Comparison of phantom T₁ and T₂ values with human data from the literature. Error bars are one standard error. The lines plotted for the study of Graham et al. (Ref. 52) indicate contours that include the calculated 12.5% and 87.5% probability of their measured tissues. The T₁ and T₂ values of the phantom materials fall within 2 standard errors of the human data for both the adipose- and the fibroglandular-mimicking compartments. Data points for the phantom materials were measured on three different phantoms constructed using different lard temperatures and stirring velocities. The phantom T₁ values are a better match to human data than the T₂ values and are the primary determinants of image contrast for DCE-MRI studies.

Figure 3

Fractional change in T₁ (left) and T₂ (right) relaxation times of lard and egg whites as a function of time since phantom production date.
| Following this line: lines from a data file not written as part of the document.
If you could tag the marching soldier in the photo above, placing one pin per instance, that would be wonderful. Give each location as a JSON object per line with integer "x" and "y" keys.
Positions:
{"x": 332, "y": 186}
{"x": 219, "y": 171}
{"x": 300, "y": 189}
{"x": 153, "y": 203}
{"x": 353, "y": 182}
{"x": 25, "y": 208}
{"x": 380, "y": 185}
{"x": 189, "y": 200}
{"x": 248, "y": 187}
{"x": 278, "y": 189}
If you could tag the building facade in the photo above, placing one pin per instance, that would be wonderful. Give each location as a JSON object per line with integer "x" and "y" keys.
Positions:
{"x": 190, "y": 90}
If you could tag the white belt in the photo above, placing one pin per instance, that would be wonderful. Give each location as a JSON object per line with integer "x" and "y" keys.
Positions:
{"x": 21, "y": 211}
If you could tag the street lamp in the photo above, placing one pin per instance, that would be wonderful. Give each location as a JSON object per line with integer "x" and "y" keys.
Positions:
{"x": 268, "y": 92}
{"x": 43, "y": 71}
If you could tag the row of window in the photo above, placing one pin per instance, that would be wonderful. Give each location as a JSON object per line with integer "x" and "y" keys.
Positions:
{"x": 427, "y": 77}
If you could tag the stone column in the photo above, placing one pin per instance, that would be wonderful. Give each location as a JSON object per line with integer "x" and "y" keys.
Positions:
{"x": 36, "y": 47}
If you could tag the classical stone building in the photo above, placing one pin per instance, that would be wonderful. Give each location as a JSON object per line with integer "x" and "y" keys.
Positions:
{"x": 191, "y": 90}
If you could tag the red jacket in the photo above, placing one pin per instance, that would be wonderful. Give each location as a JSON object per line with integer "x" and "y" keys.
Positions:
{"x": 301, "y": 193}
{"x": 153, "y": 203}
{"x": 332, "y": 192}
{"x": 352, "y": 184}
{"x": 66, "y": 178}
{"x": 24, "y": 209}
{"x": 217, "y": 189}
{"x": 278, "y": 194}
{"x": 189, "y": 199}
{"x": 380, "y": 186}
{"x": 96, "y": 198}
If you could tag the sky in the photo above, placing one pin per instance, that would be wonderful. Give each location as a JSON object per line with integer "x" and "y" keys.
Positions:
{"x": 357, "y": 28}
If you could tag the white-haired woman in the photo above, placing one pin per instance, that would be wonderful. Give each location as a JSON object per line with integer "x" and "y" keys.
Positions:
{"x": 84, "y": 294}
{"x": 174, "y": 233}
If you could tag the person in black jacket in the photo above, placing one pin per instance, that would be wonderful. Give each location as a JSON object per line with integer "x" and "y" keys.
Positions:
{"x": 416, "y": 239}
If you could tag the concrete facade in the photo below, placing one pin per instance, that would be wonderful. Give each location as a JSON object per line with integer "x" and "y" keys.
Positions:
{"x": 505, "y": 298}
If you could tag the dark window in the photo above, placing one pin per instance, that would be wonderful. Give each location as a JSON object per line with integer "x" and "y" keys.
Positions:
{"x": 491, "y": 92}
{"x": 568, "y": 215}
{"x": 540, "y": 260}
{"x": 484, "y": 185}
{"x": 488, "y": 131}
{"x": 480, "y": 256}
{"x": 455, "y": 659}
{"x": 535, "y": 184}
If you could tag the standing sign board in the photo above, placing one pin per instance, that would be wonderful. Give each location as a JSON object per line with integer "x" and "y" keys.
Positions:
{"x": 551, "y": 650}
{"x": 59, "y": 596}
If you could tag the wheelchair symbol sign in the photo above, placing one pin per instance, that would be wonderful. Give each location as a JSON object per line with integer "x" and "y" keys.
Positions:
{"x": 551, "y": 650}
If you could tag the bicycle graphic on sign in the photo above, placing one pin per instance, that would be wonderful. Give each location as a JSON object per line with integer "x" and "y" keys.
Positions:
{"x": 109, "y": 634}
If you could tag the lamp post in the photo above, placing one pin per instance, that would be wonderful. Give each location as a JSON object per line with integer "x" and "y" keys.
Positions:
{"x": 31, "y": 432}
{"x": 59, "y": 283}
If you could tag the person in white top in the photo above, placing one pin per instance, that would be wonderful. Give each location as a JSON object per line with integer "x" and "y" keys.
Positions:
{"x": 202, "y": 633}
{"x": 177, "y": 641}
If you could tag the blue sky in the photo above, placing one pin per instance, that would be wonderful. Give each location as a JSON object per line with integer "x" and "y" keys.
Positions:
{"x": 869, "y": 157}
All data points have been normalized by the relaxation value on the phantom production date. T₁ and T₂ relaxation values of both lard and egg are stable to within 8% and 15%, respectively, over a period of 9 months. Errors bars are the standard deviation over all voxels included in the computation for a single data set.

Figure 4

Example ROIs (cropped to 3.5 cm×3.5 cm) selected from the patient (top row) and phantom (bottom row) fat-suppressed, T₁-weighted data. Note the resemblance in heterogeneity of the interlacing adipose and glandular tissues between phantom and patient images. Structures in the patient data appear to be more anisotropic than those in the phantom data and tend to elongate along the anterior-posterior direction. The phantom data also appear to have slightly better fat-suppression than the patient data.

Figure 5

Overall stationary covariance matrices for the patient and phantom data sets. The matrices are scaled to have the same intensity at their peak. The phantom and patient overall stationary covariance matrices have a similar covariance length in the anterior-posterior direction. However, the phantom has a larger covariance length than the patient in the right-left direction.

Figure 6

Cuts through the patient and phantom overall stationary covariance matrices (shown in Fig. 6) in the right-left and anterior-posterior directions. The patient and phantom overall stationary covariance matrices are the same to within their error bars along the anterior-posterior direction, but differ in the right-left direction. Error bars are the standard deviation of the individual patient- (n=64) and phantom-specific (n=20) stationary covariance matrices at each distance.

Figure 7

RMS variation in the stationary covariance estimate due to Rician instrumentation noise only as a function of the number of 35×35 voxel ROIs used in the estimation. Five different offset distances are shown. Compared to the size of the error bars in Fig. 6, which describe both anatomical and instrumentation errors, the instrumentation errors shown here are much less than the size of the error bars in the actual data in Fig. 6. This indicates that the error bars in Fig. 6 represent mostly anatomical variation.

Figure 8

(a) Photograph of round-shaped, mass-like simulating lesion (sphere internal diameter=10 mm). The three tubes toward the right connect the lesion with the phantom jar lid and allow for filling of the lesion with contrast agent as well as future dynamic contrast agent experiments. (b) Photograph of lobular-shaped, masslike simulating lesion (3 lobulations plus 10 mm internal diameter sphere diameter). (c) Fat-suppressed, T₁-weighted, gradient-echo image (0.75 mm isotropic resolution, coronal slice) of a complete phantom with the round-shaped simulating lesion inserted and filled with gadolinium-doped water. (d) The same as (c) with the lobular-shaped simulating lesion.